En muchos lugares se celebra hoy la solemnidad de la Epifanía del Señor, pero en Italia y España hoy es el II Domingo después de Navidad. Tras ocho días en Portugal (Fátima y
Lisboa), estoy de nuevo en Roma. Aquí se nota que estamos en invierno, por lo
menos en las primeras horas de la mañana. De las lecturas de este domingo escojo
solo un versículo de la segunda, tomada de la carta a los Efesios: “Él nos eligió en Cristo, antes de la fundación del mundo, para que
fuésemos santos e intachables ante él por el amor”. Es una fórmula sintética
y con sabor litúrgico para recordarnos dos verdades imprescindibles: venimos de
una elección (origen) y estamos llamados a la santidad (destino). Ninguna de
las dos palabras (elección y santidad) tienen hoy mucho predicamento. ¿Quién
habla de que hemos sido “elegidos” por Dios? Salvo en círculos eclesiales, ¿quién
habla de “santidad”? Me pregunto incluso si estas palabras dicen algo a la mayoría
de las personas.
Me parece que
muchos consideran su origen como fruto del azar, como una extraña e improbable combinación
de un óvulo y un espermatozoide que en el carrusel de la vida dio origen a un
ser humano. Según esta manera de ver ls cosas, todos existimos por pura casualidad, aunque ya se da la posibilidad técnica de producir
bebés programados, casi a la carta. Cuando uno se sabe fruto del azar o de la mera programación no
tiene demasiadas razones para valorar su vida o para desistir de eliminarla. Lo
que ha surgido por puro azar, puede ser también eliminado sin muchos
miramientos. Es probable que en el origen de la pérdida del sentido de la vida de muchos contemporáneos exista esta concepción azarosa de la propia existencia.
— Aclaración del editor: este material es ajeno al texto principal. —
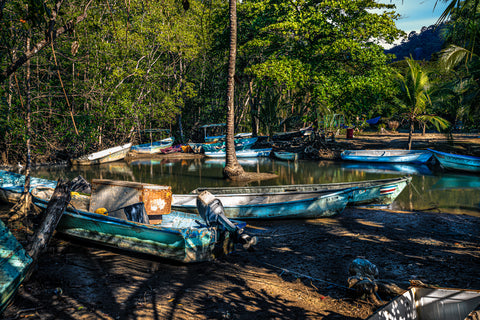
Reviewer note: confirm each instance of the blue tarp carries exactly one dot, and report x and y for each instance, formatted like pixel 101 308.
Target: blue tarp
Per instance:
pixel 373 121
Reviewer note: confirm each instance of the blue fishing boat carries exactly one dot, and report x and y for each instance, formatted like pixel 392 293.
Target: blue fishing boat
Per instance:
pixel 451 161
pixel 104 156
pixel 284 155
pixel 12 185
pixel 393 156
pixel 14 265
pixel 153 147
pixel 249 153
pixel 240 144
pixel 179 236
pixel 272 205
pixel 369 192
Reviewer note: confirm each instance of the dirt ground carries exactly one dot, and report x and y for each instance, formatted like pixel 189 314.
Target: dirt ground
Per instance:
pixel 299 268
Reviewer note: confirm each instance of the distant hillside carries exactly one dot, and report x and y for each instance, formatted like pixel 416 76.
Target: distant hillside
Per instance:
pixel 421 45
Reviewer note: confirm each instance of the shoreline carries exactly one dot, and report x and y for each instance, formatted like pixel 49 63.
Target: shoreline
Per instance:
pixel 299 269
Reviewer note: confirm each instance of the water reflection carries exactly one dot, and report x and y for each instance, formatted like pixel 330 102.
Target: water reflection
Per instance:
pixel 429 189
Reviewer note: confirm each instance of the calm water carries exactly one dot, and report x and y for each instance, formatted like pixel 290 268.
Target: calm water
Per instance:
pixel 430 188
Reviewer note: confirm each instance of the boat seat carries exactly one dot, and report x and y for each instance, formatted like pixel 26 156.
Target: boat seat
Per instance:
pixel 134 212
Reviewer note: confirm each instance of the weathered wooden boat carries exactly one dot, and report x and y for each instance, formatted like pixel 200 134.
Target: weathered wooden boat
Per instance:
pixel 14 265
pixel 178 236
pixel 404 156
pixel 240 144
pixel 432 304
pixel 12 185
pixel 153 147
pixel 272 205
pixel 389 168
pixel 368 192
pixel 104 156
pixel 249 153
pixel 451 161
pixel 284 155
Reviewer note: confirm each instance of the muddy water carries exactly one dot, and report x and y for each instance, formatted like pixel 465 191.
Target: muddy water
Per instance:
pixel 431 188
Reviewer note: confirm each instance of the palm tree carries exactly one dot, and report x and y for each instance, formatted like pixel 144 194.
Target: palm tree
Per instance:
pixel 415 99
pixel 233 169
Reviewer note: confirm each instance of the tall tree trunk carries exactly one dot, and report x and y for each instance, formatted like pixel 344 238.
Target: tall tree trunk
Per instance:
pixel 410 135
pixel 232 168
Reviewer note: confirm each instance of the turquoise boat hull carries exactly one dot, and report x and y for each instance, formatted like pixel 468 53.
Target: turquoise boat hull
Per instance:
pixel 240 144
pixel 179 237
pixel 392 156
pixel 457 162
pixel 154 147
pixel 14 265
pixel 249 153
pixel 369 192
pixel 12 184
pixel 271 206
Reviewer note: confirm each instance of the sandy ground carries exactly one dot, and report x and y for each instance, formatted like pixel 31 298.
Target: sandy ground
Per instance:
pixel 299 269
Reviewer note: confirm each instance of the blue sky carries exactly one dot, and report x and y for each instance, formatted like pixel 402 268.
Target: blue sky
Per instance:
pixel 416 14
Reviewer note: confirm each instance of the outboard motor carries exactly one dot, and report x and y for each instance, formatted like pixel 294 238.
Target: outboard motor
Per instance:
pixel 211 210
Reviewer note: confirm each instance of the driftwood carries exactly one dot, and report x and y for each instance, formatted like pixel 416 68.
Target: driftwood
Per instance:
pixel 57 204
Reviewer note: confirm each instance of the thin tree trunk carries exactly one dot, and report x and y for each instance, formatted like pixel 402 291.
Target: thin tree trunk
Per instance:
pixel 410 135
pixel 232 167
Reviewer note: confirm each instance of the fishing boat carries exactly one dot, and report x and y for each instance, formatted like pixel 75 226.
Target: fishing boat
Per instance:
pixel 153 147
pixel 240 144
pixel 393 156
pixel 431 303
pixel 271 205
pixel 249 153
pixel 12 185
pixel 178 236
pixel 451 161
pixel 14 265
pixel 389 168
pixel 368 192
pixel 104 156
pixel 284 155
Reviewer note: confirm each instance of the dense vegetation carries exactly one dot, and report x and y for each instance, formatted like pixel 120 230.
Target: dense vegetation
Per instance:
pixel 94 73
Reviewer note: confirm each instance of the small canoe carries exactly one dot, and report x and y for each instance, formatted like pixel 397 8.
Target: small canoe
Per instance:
pixel 249 153
pixel 431 303
pixel 14 265
pixel 180 236
pixel 458 162
pixel 271 205
pixel 104 156
pixel 12 185
pixel 284 155
pixel 240 144
pixel 368 192
pixel 404 156
pixel 154 147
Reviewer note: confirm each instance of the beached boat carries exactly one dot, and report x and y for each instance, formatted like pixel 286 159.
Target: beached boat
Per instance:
pixel 284 155
pixel 179 236
pixel 431 304
pixel 153 147
pixel 240 144
pixel 104 156
pixel 14 265
pixel 272 205
pixel 369 192
pixel 451 161
pixel 249 153
pixel 12 185
pixel 404 156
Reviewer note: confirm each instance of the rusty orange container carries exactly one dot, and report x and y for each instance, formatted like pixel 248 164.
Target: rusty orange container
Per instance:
pixel 112 195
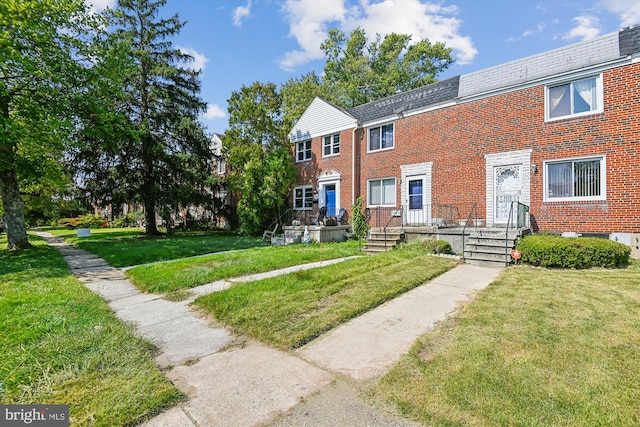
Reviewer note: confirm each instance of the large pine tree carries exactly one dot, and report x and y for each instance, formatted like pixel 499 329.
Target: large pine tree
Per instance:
pixel 150 148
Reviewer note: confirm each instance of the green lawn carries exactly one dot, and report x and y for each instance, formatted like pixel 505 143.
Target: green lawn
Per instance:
pixel 122 247
pixel 186 273
pixel 536 348
pixel 60 343
pixel 291 310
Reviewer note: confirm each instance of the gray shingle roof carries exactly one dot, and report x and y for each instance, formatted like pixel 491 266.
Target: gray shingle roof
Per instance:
pixel 629 40
pixel 404 102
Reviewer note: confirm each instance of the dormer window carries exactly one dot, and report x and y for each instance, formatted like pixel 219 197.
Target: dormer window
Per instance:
pixel 576 98
pixel 303 151
pixel 331 145
pixel 381 137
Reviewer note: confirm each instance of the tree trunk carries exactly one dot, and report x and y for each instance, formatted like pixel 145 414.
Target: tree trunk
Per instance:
pixel 13 210
pixel 151 227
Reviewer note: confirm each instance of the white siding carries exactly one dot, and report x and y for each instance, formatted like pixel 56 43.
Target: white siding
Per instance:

El hecho de que la
Palabra de Dios nos revele que existimos porque Dios nos ha “elegido” (es
decir, porque Dios nos ama) introduce una clave que cambia el sentido de la
partitura. Incluso aunque nadie reconociera nuestra dignidad, vivimos porque el
Dios de la vida ha querido que existiéramos. En el profeta Isaías leemos: “¿Es que puede una madre olvidarse de su
criatura, no conmoverse por el hijo de sus entrañas? Pues, aunque ella se olvide,
yo no te olvidaré” (Is 49,15). Cuando estas palabras se hacen carne de
nuestra carne, contemplamos nuestra vida y la de los demás de otra manera,
descubrimos la fuente de nuestra identidad, sabemos de dónde venimos, quiénes
somos y a quién pertenecemos.
La segunda
palabra tiene que ver con nuestro destino. Hemos sido llamados a ser “santos e intachables ante él por el amor”.
Si entendiéramos esta llamada en sentido perfeccionista, creo que interpretaríamos mal su sentido original. Ser santos e intachables es una forma de decir que estamos
llamados a amar. La santidad de Dios es su amor. Ser santos significa amar como
él nos ama. En este punto hay una hermosa coincidencia entre los que nos revela
la Biblia y los que nos descubren las ciencias antropológicas y psicológicas.
Los seres humanos estamos hechos para dar y recibir amor, para reflejar el
amor divino que está en el origen de nuestra existencia y al que nos dirigimos
en nuestra peregrinación terrestre. No es extraño, pues, que cuando planteamos
la vida desde otras claves nos sintamos desajustados, como quien se extravía en
el camino y no acaba de encontrar su meta. Creo que en un día como hoy, en el
que muchos niños de España y de algunos países latinoamericanos (México,
Argentina, Uruguay, República Dominicana, Colombia, Venezuela, Paraguay, Puerto
Rico o Cuba) esperan con ilusión la llegada de los Reyes Magos, no hay
mejor regalo que saber que existimos porque Dios nos ha elegido y que estamos
llamados a ser santos. Venimos del Amor y a él vamos. Hay razones suficientes
para la alegría y no tienen nada que ver con las que la publicidad nos vende.